Феликсу эта теория пришлась по душе. Он сказал, что история его собственной жизни закончилась, когда он стал президентом Эн-би-си и вошел в первый десяток самых элегантных мужчин в нашей стране.
КОНЕЦ.
Правда, он считает, что самое лучшее время в его жизни как раз эпилог, а не основная история. Похоже, что это можно сказать о многих людях.
Бернард Кетчем пересказал нам один диалог Платона: древнего старика спрашивают, что чувствует человек, который по старости уже не интересуется сексом. Старик говорит, что ощущение такое, будто тебе разрешили соскочить с дикого жеребца.
А Феликс сказал, что у него было точно такое же чувство, когда его выперли из Эн-би-си.
* * *
Может быть, это очень плохо, что многие люди стараются сделать из своей жизни как можно более занимательную историю. Ведь всякий сюжет – это нечто искусственное, вроде механического, бьющего задом мустанга в питейном заведении.
А еще хуже, когда целый народ пытается стать героем исторического романа.

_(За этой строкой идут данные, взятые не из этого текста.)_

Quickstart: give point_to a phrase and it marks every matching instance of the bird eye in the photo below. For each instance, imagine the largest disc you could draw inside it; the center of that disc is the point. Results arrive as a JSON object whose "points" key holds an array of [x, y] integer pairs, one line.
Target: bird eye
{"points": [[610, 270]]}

Хорошо бы выбить на мраморе над входом в здание Организации Объединенных Наций и в здания всех парламентов малых и больших государств: ОСТАВЛЯЙТЕ СВОИ ИСТОРИИ ЗА ПОРОГОМ.
* * *
Мне думается, что именно на похоронах Селии Гувер я и соскочил с истории своей жизни, как с дикого жеребца, когда его преподобие Харрелл публично отпустил мне мой грех – убийство Элоизы Метцгер в те давние годы. Хотя, возможно, это произошло еще два года спустя, когда мою мать в конце концов прикончила радиоактивная каминная доска.
Я старался искупить по мере сил свою вину перед ней и перед отцом, считая, что я испортил им жизнь. Но теперь мать ни в каких услугах не нуждалась. Эта история кончилась.
* * *
Быть может, мы так никогда бы и не узнали, что ее убила каминная доска, если бы у нас не объявился один искусствовед, преподававший в университете штата Огайо, в городе Афины. Звали его Клифф Маккарти. Он был и художником. Но жизнь Клиффа Маккарти никогда не пересеклась бы с нашей жизнью, с нашими судьбами, если бы газеты столько не писали о маминых протестах против произведений, приобретенных Фредом Т. Бэрри для Центра искусств. Клифф прочитал об этом в журнале «Наш народ». И конечно, мама не нападала бы с такой страстью на Фреда Т. Бэрри, если бы у нее в мозгу не развивались мелкие опухоли из-за облучения от радиоактивной каминной доски.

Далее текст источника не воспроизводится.